Best Practice Preparation: How Purchasing Training Helps To Uncover Important Factors To Ensure A Profitable Negotiation
Most negotiators greatly underrate the amount of time required to plan for any business negotiation even though this is a critical part of business negotiation best practice.
Using your negotiation skills to analyse the context is a great place to start preparing for negotiations.
Some of the key elements to consider are:
- What is the nature of the sale/purchase in terms of risks involved, the level of expenditure and the difficulty of the transaction?
- Competitive analysis: What is the nature of the market and what choices do our counterparties have available? We will approach a sole supplier differently than those in a competitive market.
- Is it a one-off transaction or should we think about securing a long-term positive relationship that creates alternatives for future trade?
- Have we concluded any transactions with the other side in the past and what is their most likely approach to concluding business?
- How skilled are the negotiators on the other side?
- What cultures will be present and what are the local traditions?
- Who are all the groups & persons involved in the negotiation and what is the decision making process?
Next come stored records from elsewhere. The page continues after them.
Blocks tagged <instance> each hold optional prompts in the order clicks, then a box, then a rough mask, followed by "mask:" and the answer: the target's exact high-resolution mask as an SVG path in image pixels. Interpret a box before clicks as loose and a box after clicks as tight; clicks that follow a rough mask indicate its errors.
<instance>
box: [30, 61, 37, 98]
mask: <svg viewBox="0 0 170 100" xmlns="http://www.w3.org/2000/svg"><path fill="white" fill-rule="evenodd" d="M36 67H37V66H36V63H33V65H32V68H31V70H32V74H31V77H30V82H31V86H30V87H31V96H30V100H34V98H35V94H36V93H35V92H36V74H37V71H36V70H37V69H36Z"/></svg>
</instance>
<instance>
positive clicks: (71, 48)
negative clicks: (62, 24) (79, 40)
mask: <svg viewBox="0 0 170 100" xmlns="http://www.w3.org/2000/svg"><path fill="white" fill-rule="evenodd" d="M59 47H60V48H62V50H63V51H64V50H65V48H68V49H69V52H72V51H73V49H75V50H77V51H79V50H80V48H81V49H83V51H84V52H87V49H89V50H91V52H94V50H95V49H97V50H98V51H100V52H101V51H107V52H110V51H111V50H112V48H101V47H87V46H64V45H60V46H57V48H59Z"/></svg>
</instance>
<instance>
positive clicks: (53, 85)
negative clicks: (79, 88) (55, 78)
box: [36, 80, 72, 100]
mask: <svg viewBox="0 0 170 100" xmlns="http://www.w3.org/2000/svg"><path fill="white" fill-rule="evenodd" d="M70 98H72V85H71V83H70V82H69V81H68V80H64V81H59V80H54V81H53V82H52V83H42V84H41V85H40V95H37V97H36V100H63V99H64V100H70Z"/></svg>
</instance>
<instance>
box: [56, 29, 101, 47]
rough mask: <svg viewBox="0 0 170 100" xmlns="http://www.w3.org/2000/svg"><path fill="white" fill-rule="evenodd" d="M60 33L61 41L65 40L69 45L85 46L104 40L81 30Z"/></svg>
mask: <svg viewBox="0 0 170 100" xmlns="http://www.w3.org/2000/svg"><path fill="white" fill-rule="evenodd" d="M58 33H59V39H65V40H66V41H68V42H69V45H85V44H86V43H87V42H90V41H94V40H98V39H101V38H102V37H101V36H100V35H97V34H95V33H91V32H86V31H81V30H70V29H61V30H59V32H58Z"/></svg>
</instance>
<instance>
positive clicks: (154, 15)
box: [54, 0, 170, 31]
A diversified approach is required as final decision makers will very often be interested in Return on Investment and increased revenues & margins. The final user who looks for enhanced productivity and efficiency will find the financial elements almost totally irrelevant.
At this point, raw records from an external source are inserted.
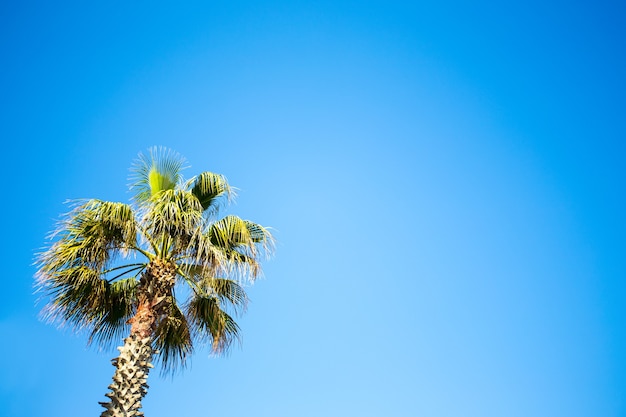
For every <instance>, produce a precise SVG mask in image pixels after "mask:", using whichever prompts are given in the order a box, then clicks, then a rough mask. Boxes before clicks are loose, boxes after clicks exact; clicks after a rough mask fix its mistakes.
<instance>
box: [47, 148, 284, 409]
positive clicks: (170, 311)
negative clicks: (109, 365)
mask: <svg viewBox="0 0 626 417" xmlns="http://www.w3.org/2000/svg"><path fill="white" fill-rule="evenodd" d="M183 164H184V159H183V158H182V157H181V156H179V155H178V154H176V153H174V152H172V151H170V150H167V149H165V148H151V149H150V152H149V155H148V156H144V155H142V154H140V157H139V159H138V160H137V161H136V163H135V165H134V176H133V178H132V179H133V182H132V185H131V191H134V197H133V202H132V203H131V204H123V203H117V202H109V201H101V200H95V199H92V200H86V201H85V200H83V201H79V202H76V203H75V204H74V207H73V209H72V210H71V211H70V212H69V213H67V214H66V215H65V216H64V217H63V218H62V220H61V221H60V222H59V225H58V228H57V230H56V231H55V232H54V233H53V234H52V240H51V243H50V245H49V246H48V247H47V248H45V249H44V251H43V252H41V253H40V254H39V255H38V259H37V261H38V262H37V265H38V271H37V279H36V282H37V287H38V289H39V290H40V291H42V292H43V294H44V296H46V297H48V303H47V305H46V307H45V308H44V309H43V315H44V317H45V318H46V319H48V320H50V321H53V322H57V323H61V324H69V325H71V326H73V328H75V329H86V330H87V331H89V343H93V342H96V343H97V344H99V345H101V346H109V345H110V344H111V343H113V342H115V341H116V340H120V339H121V338H122V337H123V335H125V334H127V335H128V336H127V337H126V338H125V339H124V343H123V346H121V347H119V348H118V349H119V351H120V354H119V356H118V357H117V358H116V359H113V361H112V362H113V365H114V366H115V372H114V375H113V382H112V383H111V385H109V388H110V392H109V393H107V394H106V396H107V397H109V401H107V402H101V403H100V404H102V406H103V407H104V408H105V411H104V412H103V413H102V414H101V416H107V417H112V416H116V417H117V416H141V415H143V413H142V412H141V411H140V409H141V400H142V399H143V397H144V396H145V394H146V392H147V384H146V381H147V377H148V373H149V371H150V368H152V367H153V365H152V363H151V362H152V360H153V358H155V359H157V360H158V361H159V362H160V364H161V365H162V369H163V370H164V371H165V372H168V371H172V370H175V369H176V368H178V367H180V366H181V365H184V364H185V362H186V360H187V359H188V357H189V356H190V354H191V353H192V351H193V348H194V346H195V345H196V342H202V341H206V342H209V343H210V345H211V349H212V350H213V351H214V352H215V353H223V352H225V351H226V350H227V349H228V348H229V347H230V346H231V344H232V342H234V341H236V340H238V339H239V327H238V325H237V323H236V322H235V321H234V319H233V314H238V313H240V312H242V311H244V310H245V308H246V305H247V301H248V298H247V295H246V293H245V290H244V288H243V286H244V284H245V283H246V282H252V281H254V280H255V279H256V278H257V277H258V276H259V274H260V272H261V268H260V260H261V258H262V257H263V256H265V255H268V254H269V253H270V252H271V249H272V247H273V245H272V243H273V239H272V236H271V234H270V232H269V231H268V230H267V229H266V228H265V227H263V226H261V225H259V224H256V223H253V222H251V221H248V220H243V219H241V218H239V217H237V216H233V215H229V216H225V217H223V218H217V214H218V209H219V208H220V207H221V205H222V203H224V202H228V201H230V199H231V197H232V196H233V189H232V188H231V187H230V186H229V185H228V182H227V181H226V178H225V177H224V176H222V175H218V174H214V173H210V172H203V173H201V174H200V175H198V176H196V177H194V178H192V179H191V180H188V181H184V180H183V178H182V176H181V171H182V169H183ZM229 312H230V314H229ZM115 343H116V342H115Z"/></svg>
Almost any negotiation training course will highlight the importance of setting formal deal objectives.
If we fail to plan and prioritise our deal objectives we put ourselves at risk of being exploited and/or ending with a sub-optimal conclusion. Whether you are engaged in negotiation on the sales or purchasing side, consider the following elements when preparing for negotiation:
- Price and payment terms, Key responsibilities, Delivery, Warranties, Intellectual property and Risks.
Price and Payments: The competition and the difficulty of most business transactions demand finding ways to create additional value and to move negotiation from haggling to synergistic and creative joint problem solving. Professional buyers are not charged with buying the most affordable solution but rather with securing their businesses with the cheapest total cost of ownership, which is made up of things like:
- Acquisition costs, Service costs, The cost of use, Training costs, Supplier performance metrics, Delivery, Quality and Client Support. (These concepts are covered in most purchasing training programmes).
If we are able to lessen our counterpart's costs in the entire life cycle of the product, solution or service and at the same time provide value for money, we are in a better position to find agreement.
Key Obligations: Ensure your product and services are defined and show your priorities. Include all the important quantities and specifications.
Delivery: How key are the delivery timelines and what happens if the delivery doesn't take place on time?
Warranties: In order to maintain trust and credibility make sure that you deliver any promises.
Intellectual property: Carefully negotiate IP ownership rights and think about the following factors:
- Which party is footing the bill for the Research and Development?
- Could the research and development be used by competitors to your loss if you don' t own the IP? How can you prevent competitors to use the same IP?
Risks: The best way to manage exposure is to include the elements in a written contract. Cultural consideration is critical. In Asian countries the goal of negotiation is not a signed contract. In China, unforeseen events are resolved through the relationship.
Analysing the above elements are crucial in planning Concession Strategies that will help you to leverage maximum value from trades and in planning meetings optimally.